# Exploring Campaign 1

Let's take a look at campaign 1 of Critical Role: Vox Machina! This was the inaugural campaign, picking up in the middle of a home game and coming to actual play for the first time. We might expect to see some major changes as the campaign goes along. Some things to look at:

- Do the different actors have different profiles in terms of how much they speak and how long their dialogue is?
- Do these change over time - do they become more or less active or verbose?

## Loading the Data

First, we need to load all the data we want to look at, which is all episodes of campaign 1. We have a database that includes information for each episode, as well as pre-processed transcripts for each episode.

In [1]:
import pandas as pd

In [29]:
data_dir = '../../data'
db_file = f'{data_dir}/transcript_database.csv'

db = pd.read_csv(
    db_file,
    parse_dates = ['download_date']
)
drop_cols = ['section', 'section_no', 'link', 'download_date']
campaign1_db = db.loc[db['section_no'] == 1].drop(drop_cols, axis = 1).reset_index()
campaign1_db

Unnamed: 0,index,subsection_no,episode_no,subsection,episode,transcript_file
0,0,1,1,Arc 1: Kraghammer and Vasselheim,Arrival_at_Kraghammer,section001/subsection001/episode001.csv
1,1,1,2,Arc 1: Kraghammer and Vasselheim,Into_the_Greyspine_Mines,section001/subsection001/episode002.csv
2,2,1,3,Arc 1: Kraghammer and Vasselheim,Strange_Bedfellows,section001/subsection001/episode003.csv
3,3,1,4,Arc 1: Kraghammer and Vasselheim,Attack_on_the_Duergar_Warcamp,section001/subsection001/episode004.csv
4,4,1,5,Arc 1: Kraghammer and Vasselheim,The_Trick_about_Falling,section001/subsection001/episode005.csv
...,...,...,...,...,...,...
110,110,5,12,Arc 5: Vecna,Shadows_of_Thomara,section001/subsection005/episode012.csv
111,111,5,13,Arc 5: Vecna,Dark_Dealings,section001/subsection005/episode013.csv
112,112,5,14,Arc 5: Vecna,The_Final_Ascent,section001/subsection005/episode014.csv
113,113,5,15,Arc 5: Vecna,"Vecna,_the_Ascended",section001/subsection005/episode015.csv


There are 115 episodes in campaign 1, split into 5 arcs.

In [20]:
print(campaign1_db['subsection'].value_counts())

subsection
Arc 3: The Chroma Conclave          46
Arc 1: Kraghammer and Vasselheim    23
Arc 5: Vecna                        16
Arc 2: The Briarwoods               15
Arc 4: Taryon Darrington            15
Name: count, dtype: int64


Now, let's get all the transcripts into a single giant `DataFrame`.

In [28]:
def GetTranscript(arc_no, ep_no, transcript_file):
    df = pd.read_csv(f'{data_dir}/{transcript_file}')
    df.insert(0, 'arc_no', arc_no)
    df.insert(1, 'episode_no', ep_no)
    return df

transcripts = pd.DataFrame()
for index, row in campaign1_db.iterrows():
    transcripts = pd.concat([
        transcripts,
        GetTranscript(row['subsection_no'], row['episode_no'], row['transcript_file'])        
    ])
transcripts.reset_index(inplace = True)
transcripts

Unnamed: 0,index,arc_no,episode_no,section_no,line_no,section,speaker,line
0,0,1,1,1,1,Pre-Show,MATT,"Hello everyone.
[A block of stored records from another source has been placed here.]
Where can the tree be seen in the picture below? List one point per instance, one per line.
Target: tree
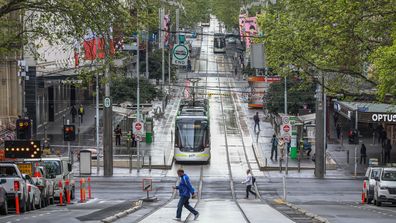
(299, 94)
(384, 63)
(330, 38)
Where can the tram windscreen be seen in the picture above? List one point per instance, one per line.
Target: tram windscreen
(192, 135)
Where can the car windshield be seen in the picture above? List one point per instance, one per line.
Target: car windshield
(375, 173)
(8, 171)
(389, 175)
(52, 166)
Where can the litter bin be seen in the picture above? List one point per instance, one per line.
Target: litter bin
(149, 130)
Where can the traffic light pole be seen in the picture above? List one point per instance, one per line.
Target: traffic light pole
(138, 100)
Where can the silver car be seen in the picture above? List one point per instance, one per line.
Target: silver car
(385, 187)
(369, 183)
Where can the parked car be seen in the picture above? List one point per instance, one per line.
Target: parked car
(385, 187)
(34, 197)
(94, 153)
(46, 186)
(13, 182)
(3, 199)
(369, 182)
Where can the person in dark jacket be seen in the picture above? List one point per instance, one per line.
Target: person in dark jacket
(388, 148)
(186, 190)
(363, 154)
(73, 112)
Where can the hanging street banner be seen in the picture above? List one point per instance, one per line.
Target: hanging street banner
(180, 55)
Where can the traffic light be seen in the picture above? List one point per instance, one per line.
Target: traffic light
(69, 133)
(24, 128)
(22, 149)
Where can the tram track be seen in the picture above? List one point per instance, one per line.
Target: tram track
(231, 179)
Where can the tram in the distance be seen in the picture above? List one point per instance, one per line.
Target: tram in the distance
(192, 132)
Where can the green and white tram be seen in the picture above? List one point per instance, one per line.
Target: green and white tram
(192, 135)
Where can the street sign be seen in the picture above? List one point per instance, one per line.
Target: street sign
(138, 128)
(107, 102)
(180, 55)
(286, 128)
(147, 184)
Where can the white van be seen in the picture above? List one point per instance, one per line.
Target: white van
(385, 187)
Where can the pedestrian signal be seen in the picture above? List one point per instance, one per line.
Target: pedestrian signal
(24, 128)
(69, 133)
(22, 149)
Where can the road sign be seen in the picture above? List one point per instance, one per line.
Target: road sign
(107, 102)
(286, 128)
(138, 128)
(180, 55)
(147, 184)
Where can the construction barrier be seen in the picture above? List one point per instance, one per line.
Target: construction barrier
(81, 191)
(60, 186)
(89, 188)
(16, 189)
(67, 191)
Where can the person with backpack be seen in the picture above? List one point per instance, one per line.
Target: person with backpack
(256, 119)
(250, 181)
(274, 148)
(186, 191)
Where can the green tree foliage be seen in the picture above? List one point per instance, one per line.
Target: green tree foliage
(384, 61)
(299, 93)
(124, 89)
(333, 38)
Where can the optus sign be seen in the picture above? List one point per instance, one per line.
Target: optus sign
(383, 117)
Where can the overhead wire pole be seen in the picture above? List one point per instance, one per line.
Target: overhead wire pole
(138, 97)
(108, 123)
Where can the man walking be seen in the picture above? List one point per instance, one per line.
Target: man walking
(281, 147)
(363, 154)
(388, 149)
(249, 183)
(118, 134)
(81, 112)
(256, 121)
(274, 148)
(185, 191)
(73, 112)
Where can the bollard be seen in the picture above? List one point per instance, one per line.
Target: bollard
(150, 163)
(84, 190)
(89, 188)
(280, 165)
(347, 156)
(81, 191)
(16, 189)
(60, 193)
(67, 191)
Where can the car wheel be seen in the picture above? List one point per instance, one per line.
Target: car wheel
(28, 204)
(4, 209)
(38, 206)
(73, 194)
(23, 205)
(33, 204)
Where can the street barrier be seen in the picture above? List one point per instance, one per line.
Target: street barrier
(16, 189)
(67, 191)
(89, 188)
(60, 194)
(81, 191)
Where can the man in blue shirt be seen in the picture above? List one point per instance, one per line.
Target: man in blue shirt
(185, 191)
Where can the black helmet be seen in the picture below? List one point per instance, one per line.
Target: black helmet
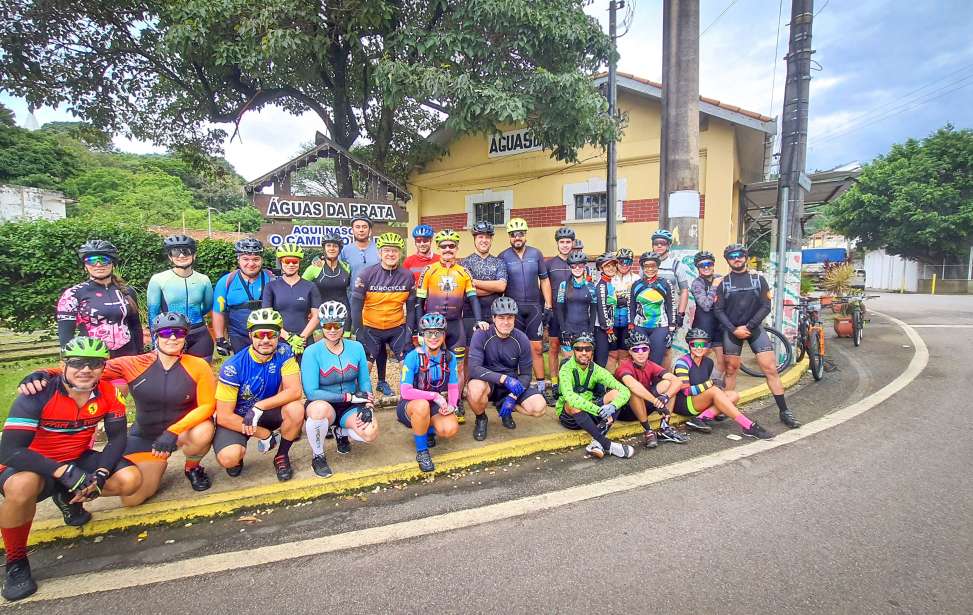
(178, 241)
(577, 258)
(697, 334)
(98, 247)
(563, 233)
(170, 320)
(482, 227)
(504, 306)
(248, 246)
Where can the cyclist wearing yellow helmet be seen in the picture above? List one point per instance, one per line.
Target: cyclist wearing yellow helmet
(295, 298)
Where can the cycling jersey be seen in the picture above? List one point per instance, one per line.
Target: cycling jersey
(46, 430)
(445, 289)
(328, 376)
(577, 387)
(523, 274)
(293, 301)
(190, 296)
(109, 313)
(380, 297)
(417, 263)
(247, 377)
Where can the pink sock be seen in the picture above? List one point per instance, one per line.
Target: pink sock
(743, 421)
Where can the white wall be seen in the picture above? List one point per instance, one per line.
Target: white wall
(17, 202)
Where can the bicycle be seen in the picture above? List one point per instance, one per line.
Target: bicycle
(810, 336)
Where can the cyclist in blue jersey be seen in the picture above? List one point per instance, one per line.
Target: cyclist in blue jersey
(184, 291)
(237, 294)
(334, 373)
(529, 285)
(430, 389)
(258, 393)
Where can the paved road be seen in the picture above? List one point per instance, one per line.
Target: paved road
(871, 516)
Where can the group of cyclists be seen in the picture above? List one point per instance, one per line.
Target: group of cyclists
(300, 346)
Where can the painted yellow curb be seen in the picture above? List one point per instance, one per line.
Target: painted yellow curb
(216, 504)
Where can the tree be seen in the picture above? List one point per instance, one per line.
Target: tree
(178, 72)
(916, 201)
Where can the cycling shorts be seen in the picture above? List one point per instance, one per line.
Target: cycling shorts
(758, 340)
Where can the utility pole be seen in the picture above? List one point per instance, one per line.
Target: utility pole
(611, 237)
(679, 202)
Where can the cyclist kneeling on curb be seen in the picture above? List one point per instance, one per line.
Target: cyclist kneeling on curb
(428, 372)
(577, 407)
(700, 399)
(334, 373)
(259, 392)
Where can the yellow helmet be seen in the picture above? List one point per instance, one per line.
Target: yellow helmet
(517, 224)
(447, 234)
(391, 240)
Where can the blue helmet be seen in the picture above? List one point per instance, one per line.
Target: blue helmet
(423, 230)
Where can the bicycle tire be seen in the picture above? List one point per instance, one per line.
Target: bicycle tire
(784, 352)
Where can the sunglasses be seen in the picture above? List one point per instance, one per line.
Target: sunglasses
(81, 363)
(175, 332)
(97, 259)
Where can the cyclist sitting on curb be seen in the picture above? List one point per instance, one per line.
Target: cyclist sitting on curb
(334, 374)
(174, 404)
(259, 392)
(742, 303)
(296, 299)
(699, 398)
(428, 373)
(653, 390)
(46, 451)
(501, 363)
(577, 407)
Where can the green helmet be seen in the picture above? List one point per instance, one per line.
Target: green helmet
(265, 318)
(85, 347)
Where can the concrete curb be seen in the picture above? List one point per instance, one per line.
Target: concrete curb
(218, 504)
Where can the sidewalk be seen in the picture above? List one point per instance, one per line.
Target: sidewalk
(390, 459)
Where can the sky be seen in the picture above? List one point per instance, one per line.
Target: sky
(887, 70)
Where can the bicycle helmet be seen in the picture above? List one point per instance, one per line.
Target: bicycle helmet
(289, 249)
(248, 245)
(482, 227)
(332, 311)
(423, 230)
(85, 347)
(389, 240)
(170, 320)
(504, 306)
(563, 233)
(265, 318)
(516, 224)
(98, 247)
(432, 321)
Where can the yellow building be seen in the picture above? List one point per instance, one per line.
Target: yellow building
(497, 177)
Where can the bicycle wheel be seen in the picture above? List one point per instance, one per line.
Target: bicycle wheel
(782, 351)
My name is Matthew Mercer, voi..."
1,1,1,1,1,2,Pre-Show,TRAVIS,"Right, listen up! If you have ale, then you ha..."
2,2,1,1,1,3,Pre-Show,NOSPEAKER,[record scratch] Wait.\n
3,3,1,1,1,4,Pre-Show,TRAVIS (CONT'D),"Easily the brains of the group, Grog is often ..."
4,4,1,1,1,5,Pre-Show,MARISHA,A first impression of Keyleth would leave you ...
...,...,...,...,...,...,...,...,...
291615,2271,5,16,4,1236,Part II,MARISHA,That was beautiful.
291616,2272,5,16,4,1237,Part II,SAM,"Thanks, Matt. That was really nice."
291617,2273,5,16,4,1238,Part II,MATT,"Love you, guys."
291618,2274,5,16,4,1239,Part II,LAURA,"Love you, Matthew."


We have nearly 300,000 rows, so a good dataset to work with.